As described in The very basics above, step sets the supported increments for this number. I don't generally see a need to be more precise than 0.5 °C, so that's fine for our purposes.

The initial_value is what will be set for this number "out of the box" before any user input. Change to suit according to your preference.

Setting restore_value to true will cause ESPHome to try to store this number to flash to persist and attempt to be restored on boot. Basically if you change the number in Home Assistant to something other than your initial_value, this tries to restore that again on startup so your preference isn't overwritten.

Setting the mode to box changes how this number is presented in the Home Assistant UI. Our fanspeed slider, for instance, did not define this and so left it to auto (relevant docs), which then ends up for that smaller range being rendered as a slider. For the much bigger temperature threshold ranges, a box type is more suitable.
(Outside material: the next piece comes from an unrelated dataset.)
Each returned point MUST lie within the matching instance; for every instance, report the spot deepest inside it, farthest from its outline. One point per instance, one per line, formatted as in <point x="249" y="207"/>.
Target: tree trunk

We again set optimistic to True for this template number as we're only using it to store values that we'll reference elsewhere and will not be using a lambda to determine its value.

Setting the device_class to temperature instructs Home Assistant on how the value should be depicted in the UI, and finally we're working with degrees Celsius for the unit_of_measurement. If you're using °F, update accordingly.

So we have our thresholds! Now we need to use them.

The tricky bits

This gets into the more complex code in this project, with a chunk of C++ in the form of a lambda on our temperature sensor.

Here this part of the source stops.